Checking pQF vs SKAT

Here we’re checking the sparse-matrix version of pQF on a really unsuitably small example with 67 markers, because it’s the one that comes with the SKAT package: see help(SKAT)

library(SKAT)   #CRAN

## Loading required package: Matrix

## Loading required package: SPAtest

## Loading required package: RSpectra

library(bigQF)  #github/tslumley
set.seed(2018-5-18)

First example: continuous phenotype, no adjustment

data(SKAT.example)
attach(SKAT.example) #look, it's not my fault, that's how they did it.

obj<-SKAT_Null_Model(y.c ~ 1, out_type="C")
skat.out1<-SKAT(Z, obj)
skat.qf1a<-SKAT.matrixfree(Z)
skat.qf1b<-SKAT.matrixfree(Z,model=lm(y.c~1))
skat.qf1c<-SKAT.matrixfree(Z,model=glm(y.c~1))

skat.out1$Q

##          [,1]
## [1,] 234803.8

skat.qf1a$Q(y.c)

##          [,1]
## [1,] 234803.8

skat.qf1b$Q()    ## phenotype used in fitting

## [1] 234803.8

skat.qf1b$Q(y.c) ## new phenotype

## [1] 234803.8

skat.out1$p.value

## [1] 0.01874576

pQF(skat.out1$Q,skat.qf1a,neig=60,convolution.method="integration" )

##            [,1]
## [1,] 0.01874576

pQF(skat.out1$Q,skat.qf1b,neig=60,convolution.method="integration" )

## Warning in pchisqsum(x, c(rep(1, n), nu), c(ee, scale), method = method, :
## Negative/fractional df removed

##            [,1]
## [1,] 0.01874551

pQF(skat.out1$Q,skat.qf1c,neig=60,convolution.method="integration" )

## Warning in pchisqsum(x, c(rep(1, n), nu), c(ee, scale), method = method, :
## Negative/fractional df removed

##            [,1]
## [1,] 0.01874551

The warning indicates the remainder term in the approximation has been dropped, which is appropriate.
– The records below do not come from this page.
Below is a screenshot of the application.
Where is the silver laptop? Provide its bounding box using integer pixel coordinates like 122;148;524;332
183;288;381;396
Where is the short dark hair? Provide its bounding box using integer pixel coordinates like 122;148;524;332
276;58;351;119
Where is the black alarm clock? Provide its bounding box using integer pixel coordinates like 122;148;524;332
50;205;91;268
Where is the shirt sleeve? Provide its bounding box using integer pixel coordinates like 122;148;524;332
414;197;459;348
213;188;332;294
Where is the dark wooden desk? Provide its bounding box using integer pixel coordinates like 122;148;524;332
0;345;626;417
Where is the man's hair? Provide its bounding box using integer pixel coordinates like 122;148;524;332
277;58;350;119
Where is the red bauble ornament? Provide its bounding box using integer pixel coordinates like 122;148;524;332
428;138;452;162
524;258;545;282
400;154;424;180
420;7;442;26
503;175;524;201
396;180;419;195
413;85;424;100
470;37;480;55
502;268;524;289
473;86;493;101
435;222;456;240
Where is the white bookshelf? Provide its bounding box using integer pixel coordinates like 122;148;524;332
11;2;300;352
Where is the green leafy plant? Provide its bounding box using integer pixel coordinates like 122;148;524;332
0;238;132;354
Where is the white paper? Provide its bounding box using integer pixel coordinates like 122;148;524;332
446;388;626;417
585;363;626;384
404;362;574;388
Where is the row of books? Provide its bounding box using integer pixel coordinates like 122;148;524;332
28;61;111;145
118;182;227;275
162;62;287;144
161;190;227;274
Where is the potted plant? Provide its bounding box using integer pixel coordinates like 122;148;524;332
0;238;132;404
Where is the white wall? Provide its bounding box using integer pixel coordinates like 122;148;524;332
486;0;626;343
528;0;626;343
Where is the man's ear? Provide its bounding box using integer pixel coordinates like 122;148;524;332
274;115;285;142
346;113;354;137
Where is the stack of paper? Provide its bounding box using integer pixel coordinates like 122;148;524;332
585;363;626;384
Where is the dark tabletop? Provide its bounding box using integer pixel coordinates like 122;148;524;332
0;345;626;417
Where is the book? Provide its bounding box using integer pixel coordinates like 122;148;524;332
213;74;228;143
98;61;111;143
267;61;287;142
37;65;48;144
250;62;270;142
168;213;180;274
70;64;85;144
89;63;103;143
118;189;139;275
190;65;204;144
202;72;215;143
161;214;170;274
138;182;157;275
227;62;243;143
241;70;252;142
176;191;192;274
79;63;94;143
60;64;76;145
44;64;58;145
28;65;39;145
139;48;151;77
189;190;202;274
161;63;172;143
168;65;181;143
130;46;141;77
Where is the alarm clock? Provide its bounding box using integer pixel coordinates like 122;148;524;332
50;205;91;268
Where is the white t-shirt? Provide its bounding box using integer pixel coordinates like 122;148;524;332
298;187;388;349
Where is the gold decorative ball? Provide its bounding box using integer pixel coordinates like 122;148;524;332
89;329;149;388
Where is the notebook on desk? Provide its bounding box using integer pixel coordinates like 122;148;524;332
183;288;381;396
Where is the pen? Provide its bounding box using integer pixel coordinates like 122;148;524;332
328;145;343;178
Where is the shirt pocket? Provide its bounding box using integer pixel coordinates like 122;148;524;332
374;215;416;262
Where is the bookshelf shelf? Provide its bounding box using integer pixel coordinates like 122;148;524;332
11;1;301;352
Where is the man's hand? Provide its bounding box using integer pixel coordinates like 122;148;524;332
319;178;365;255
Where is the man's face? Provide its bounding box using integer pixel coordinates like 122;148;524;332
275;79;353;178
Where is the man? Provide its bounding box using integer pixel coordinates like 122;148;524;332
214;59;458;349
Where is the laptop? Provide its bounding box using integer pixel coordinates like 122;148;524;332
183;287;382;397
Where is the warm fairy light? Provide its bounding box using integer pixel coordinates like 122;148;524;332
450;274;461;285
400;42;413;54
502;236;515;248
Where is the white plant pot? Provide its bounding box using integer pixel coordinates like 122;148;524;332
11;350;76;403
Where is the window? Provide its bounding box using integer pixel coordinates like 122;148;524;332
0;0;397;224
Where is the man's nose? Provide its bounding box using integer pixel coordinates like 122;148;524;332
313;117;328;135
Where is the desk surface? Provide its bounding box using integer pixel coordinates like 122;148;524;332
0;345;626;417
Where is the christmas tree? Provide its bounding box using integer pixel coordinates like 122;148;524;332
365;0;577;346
If you don’t specify convolution.method the default is the saddlepoint approximation – the impact is in the third decimal place.

And more systematically

set.seed(2018-5-18)
p<-lapply(1:65, function(k) pQF(skat.out1$Q, skat.qf1a, neig=k,
                                      convolution.method="integration",tr2.sample.size=1000 )
                       )
pdf<-data.frame(p=do.call(c,p),k=1:65)
plot(p~k,data=pdf,pch=19,col="orange", ylim=c(0.017,0.020))
abline(h=skat.out1$p.value,lty=2)